Thursday, March 03, 2011

FROM THE TERRACE





From the Terrace, John O'Hara, Random House, 1958, 897 pp



 This was the longest book I had read in a while. It took me a week to get through and has such a sad ending that, at the moment of finishing the last page, I was so angry at John O'Hara I had to have a stiff whiskey before I went to sleep. So, reader, you are warned. If you think you know this story from seeing the 1960 film with Paul Newman and Joanne Woodward, you don't. The movie tells less than half of the story and has a happy ending.

  Alfred Eaton is the son of a father who never loved him or even barely noticed him. This is a book about the very wealthy and all of their social ways, a story of staunch Republicans from the late 1800s to early 1950s. These people are portrayed as hypocrites who give lip-service to morality and marriage but who screw each other literally and figuratively every chance they get.

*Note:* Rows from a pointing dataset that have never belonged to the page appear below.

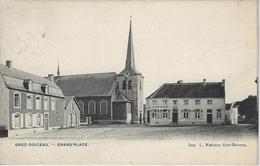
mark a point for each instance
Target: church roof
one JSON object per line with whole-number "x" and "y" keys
{"x": 15, "y": 78}
{"x": 130, "y": 61}
{"x": 98, "y": 84}
{"x": 121, "y": 98}
{"x": 190, "y": 90}
{"x": 68, "y": 100}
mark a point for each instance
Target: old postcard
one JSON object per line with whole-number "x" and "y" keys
{"x": 129, "y": 82}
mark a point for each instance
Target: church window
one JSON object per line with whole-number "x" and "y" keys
{"x": 81, "y": 106}
{"x": 103, "y": 107}
{"x": 91, "y": 107}
{"x": 124, "y": 84}
{"x": 129, "y": 84}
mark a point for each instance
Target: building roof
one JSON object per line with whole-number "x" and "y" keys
{"x": 98, "y": 84}
{"x": 15, "y": 78}
{"x": 68, "y": 101}
{"x": 121, "y": 98}
{"x": 190, "y": 90}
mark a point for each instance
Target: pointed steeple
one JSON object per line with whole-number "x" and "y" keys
{"x": 58, "y": 70}
{"x": 130, "y": 61}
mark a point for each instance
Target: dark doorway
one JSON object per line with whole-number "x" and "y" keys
{"x": 209, "y": 118}
{"x": 148, "y": 116}
{"x": 175, "y": 116}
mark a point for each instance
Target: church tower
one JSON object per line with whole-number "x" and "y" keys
{"x": 130, "y": 82}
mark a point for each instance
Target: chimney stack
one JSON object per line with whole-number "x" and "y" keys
{"x": 9, "y": 64}
{"x": 51, "y": 77}
{"x": 204, "y": 81}
{"x": 223, "y": 82}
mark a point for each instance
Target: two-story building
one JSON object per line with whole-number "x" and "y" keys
{"x": 187, "y": 104}
{"x": 28, "y": 103}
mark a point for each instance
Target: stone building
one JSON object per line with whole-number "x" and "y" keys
{"x": 28, "y": 103}
{"x": 187, "y": 104}
{"x": 71, "y": 112}
{"x": 108, "y": 97}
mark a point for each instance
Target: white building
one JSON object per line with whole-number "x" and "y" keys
{"x": 232, "y": 113}
{"x": 187, "y": 104}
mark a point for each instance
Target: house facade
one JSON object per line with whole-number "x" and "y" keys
{"x": 28, "y": 103}
{"x": 187, "y": 104}
{"x": 108, "y": 97}
{"x": 71, "y": 112}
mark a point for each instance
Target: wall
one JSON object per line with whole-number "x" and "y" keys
{"x": 135, "y": 94}
{"x": 55, "y": 116}
{"x": 74, "y": 111}
{"x": 97, "y": 115}
{"x": 4, "y": 105}
{"x": 218, "y": 103}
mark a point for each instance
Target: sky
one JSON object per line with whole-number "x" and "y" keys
{"x": 173, "y": 40}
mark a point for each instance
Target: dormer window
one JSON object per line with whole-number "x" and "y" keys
{"x": 45, "y": 88}
{"x": 28, "y": 84}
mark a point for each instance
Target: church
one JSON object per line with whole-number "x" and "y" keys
{"x": 107, "y": 97}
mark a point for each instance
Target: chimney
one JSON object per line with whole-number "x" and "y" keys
{"x": 204, "y": 81}
{"x": 9, "y": 64}
{"x": 51, "y": 77}
{"x": 223, "y": 82}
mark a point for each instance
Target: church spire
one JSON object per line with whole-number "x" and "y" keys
{"x": 130, "y": 61}
{"x": 58, "y": 70}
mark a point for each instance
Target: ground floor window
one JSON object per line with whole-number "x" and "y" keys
{"x": 17, "y": 121}
{"x": 29, "y": 120}
{"x": 219, "y": 113}
{"x": 38, "y": 119}
{"x": 186, "y": 113}
{"x": 165, "y": 114}
{"x": 103, "y": 107}
{"x": 197, "y": 114}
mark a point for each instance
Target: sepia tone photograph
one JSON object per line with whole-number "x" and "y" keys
{"x": 129, "y": 82}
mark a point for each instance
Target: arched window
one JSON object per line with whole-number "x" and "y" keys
{"x": 124, "y": 84}
{"x": 81, "y": 105}
{"x": 91, "y": 107}
{"x": 103, "y": 107}
{"x": 129, "y": 84}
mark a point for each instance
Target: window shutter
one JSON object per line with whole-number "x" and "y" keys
{"x": 13, "y": 121}
{"x": 22, "y": 120}
{"x": 26, "y": 119}
{"x": 41, "y": 119}
{"x": 34, "y": 120}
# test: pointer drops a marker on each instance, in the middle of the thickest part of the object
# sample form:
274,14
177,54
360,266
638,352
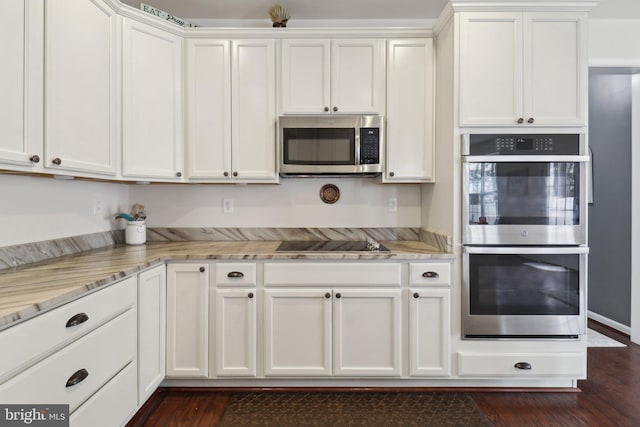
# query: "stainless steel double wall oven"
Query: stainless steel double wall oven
524,235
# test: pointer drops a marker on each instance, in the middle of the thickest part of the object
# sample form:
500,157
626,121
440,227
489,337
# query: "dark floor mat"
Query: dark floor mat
352,409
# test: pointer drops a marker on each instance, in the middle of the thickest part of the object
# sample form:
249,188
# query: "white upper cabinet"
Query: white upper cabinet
341,76
523,69
253,111
80,102
21,84
410,118
208,109
152,104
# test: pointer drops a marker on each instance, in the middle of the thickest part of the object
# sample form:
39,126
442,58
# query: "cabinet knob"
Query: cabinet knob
523,365
235,275
77,320
77,377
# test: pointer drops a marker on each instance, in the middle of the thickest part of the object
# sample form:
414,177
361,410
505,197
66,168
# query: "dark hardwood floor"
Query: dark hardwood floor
609,397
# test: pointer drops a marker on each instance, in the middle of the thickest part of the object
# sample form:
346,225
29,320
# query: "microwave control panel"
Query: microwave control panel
369,146
532,144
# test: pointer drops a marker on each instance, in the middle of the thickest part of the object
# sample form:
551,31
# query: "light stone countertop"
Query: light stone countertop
35,288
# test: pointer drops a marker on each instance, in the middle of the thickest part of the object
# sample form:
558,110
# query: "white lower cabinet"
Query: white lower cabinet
351,330
235,332
429,332
297,332
152,300
234,322
187,320
117,399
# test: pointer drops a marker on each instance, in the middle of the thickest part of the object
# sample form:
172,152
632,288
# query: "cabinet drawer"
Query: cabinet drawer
235,274
329,274
504,365
102,354
430,274
25,344
112,405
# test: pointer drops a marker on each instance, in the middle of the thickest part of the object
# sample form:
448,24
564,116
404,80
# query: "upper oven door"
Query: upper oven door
524,199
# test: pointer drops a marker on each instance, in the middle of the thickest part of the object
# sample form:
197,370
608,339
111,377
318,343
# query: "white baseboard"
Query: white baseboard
608,322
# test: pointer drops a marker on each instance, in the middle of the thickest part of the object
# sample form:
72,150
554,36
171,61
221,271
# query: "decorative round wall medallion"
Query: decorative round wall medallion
329,193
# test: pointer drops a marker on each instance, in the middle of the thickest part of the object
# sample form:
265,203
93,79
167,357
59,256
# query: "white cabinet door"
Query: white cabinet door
410,124
523,69
253,111
367,332
21,38
305,76
80,131
490,68
235,332
297,340
152,302
555,87
429,332
152,116
208,109
322,76
357,76
187,320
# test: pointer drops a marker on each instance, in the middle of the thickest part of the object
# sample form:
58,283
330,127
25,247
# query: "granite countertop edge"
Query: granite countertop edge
71,277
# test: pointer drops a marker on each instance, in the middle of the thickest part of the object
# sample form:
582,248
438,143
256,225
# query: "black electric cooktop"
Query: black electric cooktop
330,246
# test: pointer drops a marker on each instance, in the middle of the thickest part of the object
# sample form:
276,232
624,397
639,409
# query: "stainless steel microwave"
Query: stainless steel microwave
340,144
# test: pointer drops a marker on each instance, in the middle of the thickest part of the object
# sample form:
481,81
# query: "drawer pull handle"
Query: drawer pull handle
77,320
77,377
235,275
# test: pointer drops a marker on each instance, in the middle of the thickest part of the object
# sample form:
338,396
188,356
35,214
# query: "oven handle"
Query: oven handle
524,158
526,250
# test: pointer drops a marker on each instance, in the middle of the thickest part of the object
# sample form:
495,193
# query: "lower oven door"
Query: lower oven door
524,292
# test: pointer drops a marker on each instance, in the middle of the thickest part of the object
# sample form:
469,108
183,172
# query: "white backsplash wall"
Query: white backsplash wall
364,202
33,209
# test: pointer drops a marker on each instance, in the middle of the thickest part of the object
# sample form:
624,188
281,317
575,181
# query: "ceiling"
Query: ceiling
343,9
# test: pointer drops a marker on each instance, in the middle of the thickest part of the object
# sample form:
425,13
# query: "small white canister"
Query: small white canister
135,233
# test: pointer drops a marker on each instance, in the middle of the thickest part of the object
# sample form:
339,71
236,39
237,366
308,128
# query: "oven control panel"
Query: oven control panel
531,144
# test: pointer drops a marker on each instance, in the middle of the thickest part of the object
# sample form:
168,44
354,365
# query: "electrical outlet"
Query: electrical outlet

 Alfred is made out to be a fellow who overcomes his difficulties and has a sense of uprightness and honor, but in the end is a victim of the world he lives in. He has deep flaws and hurts his wife, his children and his lover as much as his father hurt him. O'Hara has you hoping all along that Alfred will make a success of his life, so I was actually angry with myself because I fell for it even though his destiny was constantly foreshadowed throughout the book.

 If you ever get nostalgic for the "good old days" and feel our current world is going to hell in a hand basket, read From the Terrace. It was ever thus and it is a wonder that we still go on.


(From the Terrace is out of print. I found it at my local library. It is also available in paperback from used booksellers.)